Paint and paint can disposal

Pouring paint straight down the drain can cause immense environmental problems for your local ecosystem as well as create hard-to-shift blockages that will obstruct your pipes. The best way to dispose of paint is to donate it. Ask friends, family, and colleagues if they could make use of it or donate it to your local community centre, school, library, or council.

If, after advertising your paint online and around your network, you are still unable to donate it, you will need to dispose of it safely. Liquid paint is banned from landfills and will not be accepted by your local council. You must wait for it to harden – this can be sped up by adding sawdust, soil, or sand.

Then, take it to your local household waste and recycling centre where they will recycle your metal cans and dispose responsibly of your plastic cans.

Problems with paint and paint can waste

Paint often comes under the banner of hazardous waste because it contains metallic pigments and fortifiers. They can cause breathing problems if inhaled. This can have damaging effects on children and older people, including liver issues and some cancers.
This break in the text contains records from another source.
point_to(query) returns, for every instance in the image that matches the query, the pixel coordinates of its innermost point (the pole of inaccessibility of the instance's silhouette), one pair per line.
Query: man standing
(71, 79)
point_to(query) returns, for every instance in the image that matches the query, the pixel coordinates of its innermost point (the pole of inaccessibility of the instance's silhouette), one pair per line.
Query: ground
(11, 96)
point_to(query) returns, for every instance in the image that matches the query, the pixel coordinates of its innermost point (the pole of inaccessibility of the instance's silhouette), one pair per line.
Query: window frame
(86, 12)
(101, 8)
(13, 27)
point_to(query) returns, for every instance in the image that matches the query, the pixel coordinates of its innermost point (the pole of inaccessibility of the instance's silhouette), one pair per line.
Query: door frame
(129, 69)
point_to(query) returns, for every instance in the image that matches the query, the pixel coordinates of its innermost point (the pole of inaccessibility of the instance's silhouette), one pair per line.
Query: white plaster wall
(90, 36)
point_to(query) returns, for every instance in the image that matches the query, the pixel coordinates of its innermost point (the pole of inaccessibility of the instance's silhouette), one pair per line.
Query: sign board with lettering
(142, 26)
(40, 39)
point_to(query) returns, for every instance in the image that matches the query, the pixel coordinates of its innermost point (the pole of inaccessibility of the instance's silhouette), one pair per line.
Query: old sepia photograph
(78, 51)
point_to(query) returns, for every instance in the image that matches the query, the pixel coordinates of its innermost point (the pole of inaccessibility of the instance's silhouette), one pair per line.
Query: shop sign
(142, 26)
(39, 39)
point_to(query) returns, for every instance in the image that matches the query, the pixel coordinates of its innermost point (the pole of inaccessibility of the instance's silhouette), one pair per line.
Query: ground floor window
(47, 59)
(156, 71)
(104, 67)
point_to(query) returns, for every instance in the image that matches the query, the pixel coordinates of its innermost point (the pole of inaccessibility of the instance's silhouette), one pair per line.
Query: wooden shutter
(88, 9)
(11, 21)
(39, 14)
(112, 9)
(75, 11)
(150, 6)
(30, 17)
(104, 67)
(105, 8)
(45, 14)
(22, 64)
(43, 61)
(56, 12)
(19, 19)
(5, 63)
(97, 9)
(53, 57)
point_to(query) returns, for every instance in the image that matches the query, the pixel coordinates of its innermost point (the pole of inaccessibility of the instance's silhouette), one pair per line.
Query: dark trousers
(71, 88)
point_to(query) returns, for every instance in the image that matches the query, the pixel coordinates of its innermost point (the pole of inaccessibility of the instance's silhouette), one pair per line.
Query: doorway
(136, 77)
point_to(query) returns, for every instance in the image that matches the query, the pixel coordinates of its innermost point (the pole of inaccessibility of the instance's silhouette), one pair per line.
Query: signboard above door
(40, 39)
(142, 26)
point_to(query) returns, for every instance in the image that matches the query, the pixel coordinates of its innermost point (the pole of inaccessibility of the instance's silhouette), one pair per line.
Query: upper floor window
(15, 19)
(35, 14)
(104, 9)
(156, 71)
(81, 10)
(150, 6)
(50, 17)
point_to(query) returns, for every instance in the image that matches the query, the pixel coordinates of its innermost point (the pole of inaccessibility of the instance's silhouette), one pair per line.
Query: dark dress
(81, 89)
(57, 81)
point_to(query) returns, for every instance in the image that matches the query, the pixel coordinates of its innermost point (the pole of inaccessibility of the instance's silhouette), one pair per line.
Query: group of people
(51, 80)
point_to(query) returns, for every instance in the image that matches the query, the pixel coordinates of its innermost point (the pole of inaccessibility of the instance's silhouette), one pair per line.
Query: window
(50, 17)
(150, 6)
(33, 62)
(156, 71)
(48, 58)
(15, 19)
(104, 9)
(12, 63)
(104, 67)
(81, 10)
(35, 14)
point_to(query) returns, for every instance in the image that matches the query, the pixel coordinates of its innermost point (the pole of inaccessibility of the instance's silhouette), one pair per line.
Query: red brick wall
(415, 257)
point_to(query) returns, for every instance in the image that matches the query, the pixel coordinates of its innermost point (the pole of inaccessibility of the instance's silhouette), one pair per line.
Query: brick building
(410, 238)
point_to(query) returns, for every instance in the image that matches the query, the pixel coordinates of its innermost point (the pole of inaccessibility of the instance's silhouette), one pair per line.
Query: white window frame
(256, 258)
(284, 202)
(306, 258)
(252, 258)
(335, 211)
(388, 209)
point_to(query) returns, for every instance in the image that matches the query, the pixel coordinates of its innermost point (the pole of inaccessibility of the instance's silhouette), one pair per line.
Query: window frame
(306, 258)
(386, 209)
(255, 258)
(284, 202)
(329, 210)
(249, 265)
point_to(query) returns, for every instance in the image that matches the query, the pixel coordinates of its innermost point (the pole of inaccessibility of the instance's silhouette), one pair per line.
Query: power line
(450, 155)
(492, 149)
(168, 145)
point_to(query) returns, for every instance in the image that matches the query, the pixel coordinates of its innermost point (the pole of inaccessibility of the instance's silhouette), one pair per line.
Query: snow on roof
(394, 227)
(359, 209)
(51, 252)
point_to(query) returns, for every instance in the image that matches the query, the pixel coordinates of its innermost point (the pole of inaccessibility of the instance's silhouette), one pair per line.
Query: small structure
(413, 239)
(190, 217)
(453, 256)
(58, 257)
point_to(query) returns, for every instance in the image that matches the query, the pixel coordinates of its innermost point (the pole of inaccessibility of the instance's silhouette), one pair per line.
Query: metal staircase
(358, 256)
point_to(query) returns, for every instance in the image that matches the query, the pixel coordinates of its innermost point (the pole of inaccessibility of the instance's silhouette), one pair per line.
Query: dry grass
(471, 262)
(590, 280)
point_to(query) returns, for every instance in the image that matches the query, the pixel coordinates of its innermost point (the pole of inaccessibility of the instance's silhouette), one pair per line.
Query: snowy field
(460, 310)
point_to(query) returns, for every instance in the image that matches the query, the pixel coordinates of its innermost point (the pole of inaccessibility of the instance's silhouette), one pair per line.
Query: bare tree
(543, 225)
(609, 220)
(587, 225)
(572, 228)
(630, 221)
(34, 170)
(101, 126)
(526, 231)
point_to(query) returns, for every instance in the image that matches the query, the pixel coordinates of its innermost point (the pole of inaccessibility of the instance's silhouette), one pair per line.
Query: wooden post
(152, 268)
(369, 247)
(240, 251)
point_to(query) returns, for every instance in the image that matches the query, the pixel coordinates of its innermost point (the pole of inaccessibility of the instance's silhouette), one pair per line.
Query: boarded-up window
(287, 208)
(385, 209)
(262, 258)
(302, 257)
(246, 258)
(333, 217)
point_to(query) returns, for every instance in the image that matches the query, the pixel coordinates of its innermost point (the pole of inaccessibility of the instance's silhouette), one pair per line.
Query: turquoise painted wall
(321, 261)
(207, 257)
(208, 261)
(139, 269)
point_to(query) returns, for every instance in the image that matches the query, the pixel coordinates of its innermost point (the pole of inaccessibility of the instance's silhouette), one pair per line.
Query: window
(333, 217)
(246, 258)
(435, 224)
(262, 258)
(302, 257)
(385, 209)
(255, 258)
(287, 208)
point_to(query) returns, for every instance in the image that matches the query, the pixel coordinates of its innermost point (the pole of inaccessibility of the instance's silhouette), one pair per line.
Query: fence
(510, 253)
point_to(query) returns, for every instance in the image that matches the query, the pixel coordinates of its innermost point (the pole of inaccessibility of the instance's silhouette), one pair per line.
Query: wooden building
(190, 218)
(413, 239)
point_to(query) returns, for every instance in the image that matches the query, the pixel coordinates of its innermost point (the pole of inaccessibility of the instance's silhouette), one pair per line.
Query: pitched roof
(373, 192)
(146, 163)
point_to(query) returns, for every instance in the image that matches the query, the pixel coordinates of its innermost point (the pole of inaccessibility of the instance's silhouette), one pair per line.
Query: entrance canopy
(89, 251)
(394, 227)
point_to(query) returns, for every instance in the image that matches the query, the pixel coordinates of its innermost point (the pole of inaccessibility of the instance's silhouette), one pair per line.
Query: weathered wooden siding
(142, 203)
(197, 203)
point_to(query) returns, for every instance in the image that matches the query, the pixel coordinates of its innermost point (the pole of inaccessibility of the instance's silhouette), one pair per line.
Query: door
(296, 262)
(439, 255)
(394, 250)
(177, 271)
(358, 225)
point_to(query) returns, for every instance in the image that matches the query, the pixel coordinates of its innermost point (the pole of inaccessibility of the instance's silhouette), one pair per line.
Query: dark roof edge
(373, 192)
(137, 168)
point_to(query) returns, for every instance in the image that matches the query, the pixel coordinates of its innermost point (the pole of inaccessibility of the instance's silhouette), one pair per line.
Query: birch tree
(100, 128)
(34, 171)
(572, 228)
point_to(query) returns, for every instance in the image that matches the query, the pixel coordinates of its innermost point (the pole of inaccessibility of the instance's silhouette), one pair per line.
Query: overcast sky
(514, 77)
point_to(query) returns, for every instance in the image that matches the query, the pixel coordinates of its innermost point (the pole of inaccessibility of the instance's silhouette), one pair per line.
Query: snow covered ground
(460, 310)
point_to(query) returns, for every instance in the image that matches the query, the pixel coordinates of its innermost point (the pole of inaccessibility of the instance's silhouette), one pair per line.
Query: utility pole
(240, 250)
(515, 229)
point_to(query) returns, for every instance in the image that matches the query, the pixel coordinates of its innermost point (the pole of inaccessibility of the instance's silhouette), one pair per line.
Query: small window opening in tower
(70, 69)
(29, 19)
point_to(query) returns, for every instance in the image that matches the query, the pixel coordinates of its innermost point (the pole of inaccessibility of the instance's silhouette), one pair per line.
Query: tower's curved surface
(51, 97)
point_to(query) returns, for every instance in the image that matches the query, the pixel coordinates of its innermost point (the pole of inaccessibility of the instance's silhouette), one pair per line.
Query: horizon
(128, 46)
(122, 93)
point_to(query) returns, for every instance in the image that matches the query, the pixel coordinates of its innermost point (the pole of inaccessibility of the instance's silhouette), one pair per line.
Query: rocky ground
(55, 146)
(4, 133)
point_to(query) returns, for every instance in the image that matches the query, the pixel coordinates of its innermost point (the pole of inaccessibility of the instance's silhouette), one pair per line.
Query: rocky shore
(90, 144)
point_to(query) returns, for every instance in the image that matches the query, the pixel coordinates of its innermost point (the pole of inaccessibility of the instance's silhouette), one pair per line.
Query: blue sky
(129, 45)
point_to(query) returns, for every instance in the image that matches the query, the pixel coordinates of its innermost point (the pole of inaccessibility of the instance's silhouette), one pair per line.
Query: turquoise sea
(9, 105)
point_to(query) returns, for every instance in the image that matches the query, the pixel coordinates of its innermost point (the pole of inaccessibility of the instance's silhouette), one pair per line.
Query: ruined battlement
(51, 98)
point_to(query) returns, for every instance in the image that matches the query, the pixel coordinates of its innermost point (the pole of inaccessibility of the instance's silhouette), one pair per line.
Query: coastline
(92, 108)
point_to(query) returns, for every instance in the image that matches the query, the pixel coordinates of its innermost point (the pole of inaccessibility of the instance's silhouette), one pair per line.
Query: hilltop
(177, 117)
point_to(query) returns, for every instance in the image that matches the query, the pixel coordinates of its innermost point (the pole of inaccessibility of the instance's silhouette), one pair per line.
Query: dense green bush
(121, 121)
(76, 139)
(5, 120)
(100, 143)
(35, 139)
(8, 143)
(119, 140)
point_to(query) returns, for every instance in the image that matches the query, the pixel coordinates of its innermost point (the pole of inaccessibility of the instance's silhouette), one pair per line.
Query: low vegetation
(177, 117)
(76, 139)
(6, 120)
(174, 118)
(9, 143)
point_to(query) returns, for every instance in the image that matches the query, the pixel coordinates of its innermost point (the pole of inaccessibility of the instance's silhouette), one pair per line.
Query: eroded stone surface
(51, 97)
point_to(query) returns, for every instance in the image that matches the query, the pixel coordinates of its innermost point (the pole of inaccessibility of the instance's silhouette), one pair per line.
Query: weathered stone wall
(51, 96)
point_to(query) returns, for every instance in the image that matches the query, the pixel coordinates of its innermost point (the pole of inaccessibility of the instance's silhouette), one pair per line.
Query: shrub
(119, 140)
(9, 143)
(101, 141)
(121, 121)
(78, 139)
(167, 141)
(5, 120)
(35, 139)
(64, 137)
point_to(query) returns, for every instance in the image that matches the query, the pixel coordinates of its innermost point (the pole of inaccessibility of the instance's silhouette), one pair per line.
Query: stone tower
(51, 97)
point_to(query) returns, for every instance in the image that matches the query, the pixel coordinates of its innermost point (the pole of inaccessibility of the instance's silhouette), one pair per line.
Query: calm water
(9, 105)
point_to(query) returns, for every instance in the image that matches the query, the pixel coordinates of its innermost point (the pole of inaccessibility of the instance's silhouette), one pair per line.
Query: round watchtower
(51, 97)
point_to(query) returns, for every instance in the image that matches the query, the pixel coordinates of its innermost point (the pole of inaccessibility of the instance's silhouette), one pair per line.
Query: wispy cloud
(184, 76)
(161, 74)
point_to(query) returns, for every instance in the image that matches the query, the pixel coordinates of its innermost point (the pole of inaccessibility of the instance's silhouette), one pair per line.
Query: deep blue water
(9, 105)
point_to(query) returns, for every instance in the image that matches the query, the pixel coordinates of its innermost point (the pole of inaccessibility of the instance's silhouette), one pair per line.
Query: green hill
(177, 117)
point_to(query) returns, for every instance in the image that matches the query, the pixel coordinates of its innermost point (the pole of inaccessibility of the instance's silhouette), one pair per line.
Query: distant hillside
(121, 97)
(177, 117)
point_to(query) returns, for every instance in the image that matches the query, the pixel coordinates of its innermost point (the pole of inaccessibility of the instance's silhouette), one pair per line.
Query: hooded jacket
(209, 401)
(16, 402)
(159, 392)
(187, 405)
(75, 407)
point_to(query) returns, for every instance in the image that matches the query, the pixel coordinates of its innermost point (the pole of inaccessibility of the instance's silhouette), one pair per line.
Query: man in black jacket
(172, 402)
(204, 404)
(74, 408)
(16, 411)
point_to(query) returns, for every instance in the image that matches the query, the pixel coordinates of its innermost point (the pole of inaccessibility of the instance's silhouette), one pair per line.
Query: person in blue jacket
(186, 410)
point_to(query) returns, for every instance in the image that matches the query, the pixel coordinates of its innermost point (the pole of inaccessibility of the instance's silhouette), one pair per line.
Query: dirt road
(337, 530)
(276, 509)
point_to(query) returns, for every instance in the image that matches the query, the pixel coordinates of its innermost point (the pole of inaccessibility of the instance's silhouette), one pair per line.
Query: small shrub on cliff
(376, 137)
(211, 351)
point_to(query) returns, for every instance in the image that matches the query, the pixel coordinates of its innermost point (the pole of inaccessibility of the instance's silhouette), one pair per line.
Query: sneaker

Oil-based paint waste is especially problematic because it is also flammable and often contains volatile organic compounds.

Alternatives to paint and paint cans

It’s always better to opt for metal paint cans wherever possible because these are easier for you to dispose of and are widely recycled, meaning that you’ll be contributing less to landfills and environmental pollution.

For paint, we recommend getting creative with alternatives. Wallpaper is not the only substitute anymore. Consider experimenting with drapes and tapestries, decals and art, flowers and garlands for a living wall, or even bare brick or stone.

Facts about paint and paint cans

1. Before using linseed oil, artists used egg yolk to mix pigments.
2. Until the paint tube was invented, paint was stored in purses made from animal bladders.
3. Oil paint can take two weeks to fully dry.

Where can you take paint cans to recycle and dispose of for free?

You can take your paint and paints to your local household recycling and waste collection point.

It’s always better to dispose of paint and paint cans responsibly to save yourself from legal, environmental, or health concerns.